Nuova decisione su prestiti e carte di credito: l'annuncio della BDDK
L'Agenzia di Regolamentazione e Vigilanza Bancaria (BDDK) aveva aumentato i coefficienti di ponderazione del rischio applicati ai prestiti e alle carte di credito. Nel recente annuncio, è stato comunicato che tali coefficienti di rischio prudenziale sono stati ridotti. Con quest'ultima decisione, la BDDK è tornata ai tassi precedentemente utilizzati in questa regolamentazione.
L'Agenzia di Regolamentazione e Vigilanza Bancaria (BDDK) ha rimosso i coefficienti di ponderazione del rischio aggiuntivi applicati ai prestiti al consumo e ai mutui ipotecari nel calcolo dell'adeguatezza patrimoniale delle banche.
Nella dichiarazione rilasciata dalla BDDK si legge quanto segue:
“Come noto, nell'ambito delle misure macroprudenziali coordinate adottate per garantire fiducia e stabilità nei mercati finanziari e per il funzionamento efficace del sistema creditizio, nei calcoli dell'adeguatezza patrimoniale delle banche venivano applicati ai prestiti al consumo e ai mutui ipotecari coefficienti di ponderazione del rischio più prudenti rispetto agli standard minimi internazionali.
A seguito delle valutazioni effettuate, con la Decisione del Consiglio del 19/9/2024 n. 10964, in conformità con il Regolamento sulla Misurazione e Valutazione dell'Adeguatezza Patrimoniale delle Banche (Regolamento), nel calcolo dei coefficienti standard di adeguatezza patrimoniale;
Per i prestiti personali,
Per le carte di credito individuali,
Per i prestiti finalizzati all'acquisto di veicoli passeggeri concessi ai consumatori, per i prestiti garantiti da veicoli e per le relative operazioni di leasing finanziario,
Per i prestiti garantiti da ipoteca su immobili residenziali concessi a consumatori che possiedono già almeno un'abitazione di proprietà, o di cui sono proprietari il coniuge o i figli di età inferiore ai 18 anni, è stato deciso di abrogare la Decisione del Consiglio del 31/7/2023 n. 10630 e la Decisione del Consiglio del 24/8/2023 n. 10655, che stabilivano coefficienti di rischio più prudenti, e di applicare a tali crediti i coefficienti di ponderazione del rischio definiti nel Regolamento."

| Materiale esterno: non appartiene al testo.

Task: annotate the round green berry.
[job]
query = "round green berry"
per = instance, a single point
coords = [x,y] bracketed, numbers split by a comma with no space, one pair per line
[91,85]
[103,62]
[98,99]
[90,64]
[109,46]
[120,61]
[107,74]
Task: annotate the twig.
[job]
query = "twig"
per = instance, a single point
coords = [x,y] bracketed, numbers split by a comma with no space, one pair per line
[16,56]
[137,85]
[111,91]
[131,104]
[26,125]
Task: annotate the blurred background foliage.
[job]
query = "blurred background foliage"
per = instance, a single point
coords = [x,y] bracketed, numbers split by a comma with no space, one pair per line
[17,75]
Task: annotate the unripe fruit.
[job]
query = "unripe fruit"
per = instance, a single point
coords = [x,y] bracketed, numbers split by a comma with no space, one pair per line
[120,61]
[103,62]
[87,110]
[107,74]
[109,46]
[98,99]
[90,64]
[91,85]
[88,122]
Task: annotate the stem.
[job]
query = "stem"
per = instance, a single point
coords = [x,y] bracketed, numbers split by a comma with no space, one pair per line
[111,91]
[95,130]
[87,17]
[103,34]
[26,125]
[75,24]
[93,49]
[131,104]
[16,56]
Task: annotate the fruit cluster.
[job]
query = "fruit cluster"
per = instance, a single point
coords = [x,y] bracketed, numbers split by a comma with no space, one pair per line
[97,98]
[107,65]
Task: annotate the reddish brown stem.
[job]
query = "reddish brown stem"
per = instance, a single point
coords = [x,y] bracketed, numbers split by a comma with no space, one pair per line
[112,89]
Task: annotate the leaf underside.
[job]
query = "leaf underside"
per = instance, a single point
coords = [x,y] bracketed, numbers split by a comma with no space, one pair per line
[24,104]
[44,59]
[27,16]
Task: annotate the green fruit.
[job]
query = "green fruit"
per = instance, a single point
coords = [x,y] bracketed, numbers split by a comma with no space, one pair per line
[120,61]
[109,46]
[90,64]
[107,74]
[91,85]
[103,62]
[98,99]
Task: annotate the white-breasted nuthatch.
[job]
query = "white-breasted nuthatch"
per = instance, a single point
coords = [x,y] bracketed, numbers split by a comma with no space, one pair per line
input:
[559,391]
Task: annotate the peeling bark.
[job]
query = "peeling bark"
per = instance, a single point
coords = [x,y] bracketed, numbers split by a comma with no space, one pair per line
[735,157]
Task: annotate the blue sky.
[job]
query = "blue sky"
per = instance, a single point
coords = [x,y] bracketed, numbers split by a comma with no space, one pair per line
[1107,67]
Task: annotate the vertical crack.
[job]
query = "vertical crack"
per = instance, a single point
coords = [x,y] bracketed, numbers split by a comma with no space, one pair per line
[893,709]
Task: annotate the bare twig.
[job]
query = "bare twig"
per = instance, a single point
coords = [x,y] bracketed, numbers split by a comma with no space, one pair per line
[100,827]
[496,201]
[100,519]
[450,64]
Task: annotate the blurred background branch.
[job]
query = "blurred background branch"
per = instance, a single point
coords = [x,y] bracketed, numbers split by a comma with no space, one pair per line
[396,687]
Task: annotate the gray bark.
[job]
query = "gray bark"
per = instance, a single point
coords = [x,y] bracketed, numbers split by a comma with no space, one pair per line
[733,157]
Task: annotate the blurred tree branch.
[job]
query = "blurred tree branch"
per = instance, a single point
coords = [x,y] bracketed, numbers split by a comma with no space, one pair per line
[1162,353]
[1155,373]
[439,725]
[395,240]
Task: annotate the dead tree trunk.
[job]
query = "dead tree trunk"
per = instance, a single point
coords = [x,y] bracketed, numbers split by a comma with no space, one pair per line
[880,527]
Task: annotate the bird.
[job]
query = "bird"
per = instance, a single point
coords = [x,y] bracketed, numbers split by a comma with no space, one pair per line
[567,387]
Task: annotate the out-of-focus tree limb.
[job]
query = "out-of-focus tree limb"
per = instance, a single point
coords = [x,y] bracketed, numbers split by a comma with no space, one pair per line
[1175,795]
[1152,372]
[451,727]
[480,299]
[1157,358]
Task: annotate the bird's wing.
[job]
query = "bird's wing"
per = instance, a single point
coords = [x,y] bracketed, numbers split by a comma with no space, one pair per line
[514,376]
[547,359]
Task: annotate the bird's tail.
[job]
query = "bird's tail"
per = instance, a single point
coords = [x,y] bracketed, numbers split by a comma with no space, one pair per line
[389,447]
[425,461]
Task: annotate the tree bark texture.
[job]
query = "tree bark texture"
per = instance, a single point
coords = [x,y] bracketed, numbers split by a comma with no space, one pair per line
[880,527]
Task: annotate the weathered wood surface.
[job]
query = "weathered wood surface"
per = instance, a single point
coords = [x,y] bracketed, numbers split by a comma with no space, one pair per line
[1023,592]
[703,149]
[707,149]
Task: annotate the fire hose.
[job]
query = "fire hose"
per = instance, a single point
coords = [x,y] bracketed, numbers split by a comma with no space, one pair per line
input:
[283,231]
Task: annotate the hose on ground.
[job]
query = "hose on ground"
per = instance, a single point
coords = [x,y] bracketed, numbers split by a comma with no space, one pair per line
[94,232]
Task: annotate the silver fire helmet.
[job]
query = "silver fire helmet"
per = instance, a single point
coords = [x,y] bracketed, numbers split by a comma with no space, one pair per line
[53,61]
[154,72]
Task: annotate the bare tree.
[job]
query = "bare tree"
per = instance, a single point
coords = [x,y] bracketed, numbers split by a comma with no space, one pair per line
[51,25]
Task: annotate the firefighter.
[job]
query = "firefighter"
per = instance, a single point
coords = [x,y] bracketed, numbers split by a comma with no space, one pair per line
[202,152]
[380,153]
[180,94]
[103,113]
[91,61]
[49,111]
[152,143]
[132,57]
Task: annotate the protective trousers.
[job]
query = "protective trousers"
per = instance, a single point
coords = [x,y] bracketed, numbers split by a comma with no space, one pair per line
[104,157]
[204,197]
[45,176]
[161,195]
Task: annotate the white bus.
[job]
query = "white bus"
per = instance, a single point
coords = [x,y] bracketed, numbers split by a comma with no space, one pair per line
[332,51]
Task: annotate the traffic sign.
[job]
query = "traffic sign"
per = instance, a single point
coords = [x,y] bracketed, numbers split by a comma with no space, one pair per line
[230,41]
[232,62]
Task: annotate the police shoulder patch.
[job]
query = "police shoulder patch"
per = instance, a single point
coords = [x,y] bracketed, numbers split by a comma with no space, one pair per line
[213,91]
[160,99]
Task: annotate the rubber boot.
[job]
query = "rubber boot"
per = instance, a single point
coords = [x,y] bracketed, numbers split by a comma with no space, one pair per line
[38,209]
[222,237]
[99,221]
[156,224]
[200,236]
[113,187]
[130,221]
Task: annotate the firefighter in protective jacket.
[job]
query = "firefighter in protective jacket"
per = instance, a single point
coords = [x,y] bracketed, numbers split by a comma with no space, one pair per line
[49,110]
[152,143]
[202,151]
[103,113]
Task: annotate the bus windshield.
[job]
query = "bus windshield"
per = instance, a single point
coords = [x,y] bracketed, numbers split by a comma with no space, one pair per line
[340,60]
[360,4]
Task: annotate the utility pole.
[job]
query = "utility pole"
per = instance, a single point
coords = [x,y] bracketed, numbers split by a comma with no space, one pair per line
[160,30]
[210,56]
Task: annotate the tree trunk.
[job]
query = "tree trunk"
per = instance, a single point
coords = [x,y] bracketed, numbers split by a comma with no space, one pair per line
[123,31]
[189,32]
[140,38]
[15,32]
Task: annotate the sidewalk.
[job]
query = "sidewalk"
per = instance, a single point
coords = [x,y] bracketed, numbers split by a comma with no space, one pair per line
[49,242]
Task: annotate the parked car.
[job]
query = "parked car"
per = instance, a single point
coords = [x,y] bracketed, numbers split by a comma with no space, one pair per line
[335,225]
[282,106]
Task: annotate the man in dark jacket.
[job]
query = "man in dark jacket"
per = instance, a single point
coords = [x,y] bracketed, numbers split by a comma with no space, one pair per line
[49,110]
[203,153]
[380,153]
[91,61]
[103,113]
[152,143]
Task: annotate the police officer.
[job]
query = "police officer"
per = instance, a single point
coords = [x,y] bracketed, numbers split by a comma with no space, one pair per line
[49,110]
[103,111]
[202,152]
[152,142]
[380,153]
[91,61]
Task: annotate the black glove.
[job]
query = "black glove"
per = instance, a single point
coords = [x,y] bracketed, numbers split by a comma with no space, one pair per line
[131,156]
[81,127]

COSA ERA STATO DECISO IN PRECEDENZA?
Con la regolamentazione del 31 luglio 2023, la BDDK aveva deciso di aumentare i coefficienti di ponderazione del rischio presi in considerazione nel calcolo dei coefficienti standard di adeguatezza patrimoniale per quanto riguarda i prestiti personali, le carte di credito individuali, i prestiti auto e i prestiti garantiti da veicoli, nonché le operazioni di leasing finanziario da effettuare con i consumatori.
Poiché in caso di utilizzo dell'approccio standard per queste operazioni i coefficienti di rischio delle banche venivano applicati al 150%, si trattava di una misura volta a limitare sia l'offerta che la domanda di credito, portando a un aumento dei tassi di interesse sui prestiti. Tale misura aveva anche limitato la domanda interna.
SI È TORNATI AI TASSI PRECEDENTI
Con quest'ultima decisione, la BDDK è tornata ai tassi precedentemente utilizzati in questa regolamentazione. Prima della regolamentazione, i coefficienti di ponderazione del rischio erano pari al 100% per le carte di credito con scadenza 1-6 mesi e al 150% per quelle con scadenza superiore a 6 mesi; per i prestiti personali erano al 100% per scadenze 1-12 mesi e al 150% per scadenze superiori a 12 mesi, mentre per i prestiti auto il coefficiente di rischio era al 75%.